舒曼妮立刻眼睛一亮:“那太好了!谢谢你啊远洲哥,你人真好!”

岑玥的心,却沉了下去。

老鼠……

又是老鼠。

为什么所有人都觉得是老鼠?

陆远洲搬来梯子,很轻易就打开了那个入口,探身进去看了一圈。

很快,他缩回头,从梯子上下来,拍了拍手。

“没什么,就是有点灰,连老鼠屎都没有。可能就是风吹的木板声,你们别担心。
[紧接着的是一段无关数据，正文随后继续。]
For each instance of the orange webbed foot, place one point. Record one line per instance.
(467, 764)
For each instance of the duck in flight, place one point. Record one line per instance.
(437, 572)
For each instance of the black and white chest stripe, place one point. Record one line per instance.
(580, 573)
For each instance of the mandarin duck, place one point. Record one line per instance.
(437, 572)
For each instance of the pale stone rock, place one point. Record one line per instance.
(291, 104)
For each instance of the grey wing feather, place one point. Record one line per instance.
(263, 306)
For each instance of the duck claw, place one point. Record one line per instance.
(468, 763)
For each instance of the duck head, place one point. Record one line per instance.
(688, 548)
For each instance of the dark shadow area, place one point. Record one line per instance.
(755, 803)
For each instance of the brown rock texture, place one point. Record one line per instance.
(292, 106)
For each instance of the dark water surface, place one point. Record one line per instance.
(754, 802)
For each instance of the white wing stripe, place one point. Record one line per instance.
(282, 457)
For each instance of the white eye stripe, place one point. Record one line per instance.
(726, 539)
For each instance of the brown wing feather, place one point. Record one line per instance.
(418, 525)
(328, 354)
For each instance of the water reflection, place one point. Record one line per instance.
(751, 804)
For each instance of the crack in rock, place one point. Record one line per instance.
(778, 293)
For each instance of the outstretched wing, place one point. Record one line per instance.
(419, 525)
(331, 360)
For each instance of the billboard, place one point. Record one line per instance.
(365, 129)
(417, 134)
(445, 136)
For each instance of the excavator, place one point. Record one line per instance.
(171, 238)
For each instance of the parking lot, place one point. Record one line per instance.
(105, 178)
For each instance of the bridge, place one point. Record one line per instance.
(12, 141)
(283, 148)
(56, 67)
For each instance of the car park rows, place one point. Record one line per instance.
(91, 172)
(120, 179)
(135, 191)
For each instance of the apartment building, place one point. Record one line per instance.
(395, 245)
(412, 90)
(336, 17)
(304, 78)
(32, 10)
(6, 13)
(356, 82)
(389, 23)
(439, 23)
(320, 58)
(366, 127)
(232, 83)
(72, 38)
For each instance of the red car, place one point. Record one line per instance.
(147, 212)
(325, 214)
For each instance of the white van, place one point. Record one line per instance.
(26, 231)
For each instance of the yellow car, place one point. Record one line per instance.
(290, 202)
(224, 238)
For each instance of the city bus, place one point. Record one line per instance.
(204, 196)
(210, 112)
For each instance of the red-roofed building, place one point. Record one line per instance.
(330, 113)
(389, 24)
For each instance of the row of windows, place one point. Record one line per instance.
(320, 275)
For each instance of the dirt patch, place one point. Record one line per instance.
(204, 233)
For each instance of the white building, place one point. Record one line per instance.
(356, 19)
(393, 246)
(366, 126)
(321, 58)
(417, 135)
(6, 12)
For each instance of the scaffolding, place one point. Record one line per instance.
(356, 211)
”

他温和地笑着,像一个可靠的大哥哥。

岑玥看着他,却觉得那笑容背后,似乎藏着什么东西。

那天晚上,岑玥几乎一夜没睡。

她躺在摇摇晃晃的上铺,只要一闭上眼,那行暗红色的血字,就会在黑暗中浮现。

“他每天都在看着你……”

她感觉,似乎真的有一双眼睛,在某个她看不见的角落,正一动不动地,注视着自己。

楼道里任何一点风吹草动,都会让她心惊肉跳。

她想跟下铺的舒曼妮说说话,可刚一开口,就被不耐烦地打断。

“岑玥你还有完没完了?明天还要上班呢!你要是睡不着就自己数羊,别吵我!”

冰冷的话语,像一盆冷水,浇灭了她所有求助的欲望。

她在这个陌生的城市里,第一次,感到了彻骨的孤独和无助。

第二天,岑玥顶着两个黑眼圈去一家公司做临时工。

一整天都心神不宁。

好不容易熬到下班,她逃也似的奔回出租屋。

推开门,舒曼妮还没回来。

她走到自己的书桌前,下意识地想拿起桌上的发卡,把凌乱的头发别起来。

可她摸了个空。

她记得很清楚,早上出门前,那枚她最喜欢的、镶着蓝色水钻的蝴蝶发卡,就放在桌子正中央。

可现在,不见了。

她把桌子翻了个底朝天,又把小小的行李箱整个倒空。

没有。

就是没有了。

一个不值钱的发卡,却让岑玥感到了前所未有的恐慌。

屋子里,有人进来过!

正在这时,门开了,舒曼妮和陆远洲说笑着走了进来。

“远洲哥,今晚谢谢你的晚餐啦。”

“客气什么。”

看到岑玥在疯狂地翻找东西,舒曼妮皱起了眉。

“你又发什么疯呢?”

“我的发卡不见了!蓝色的那只!”岑玥抬起头,眼睛通红,“早上还在的!是不是有人进我们房间了?”

舒曼妮闻言,夸张地笑了起来。

“一个发卡而已,至于吗?你就是太紧张了,自己放哪儿都忘了。”

“我没有忘!”

“行行行,你没忘,”舒曼妮敷衍着,随即转向陆远洲,抱怨道,“远洲哥你看,我这朋友就是这样,一天到晚神经兮兮的。”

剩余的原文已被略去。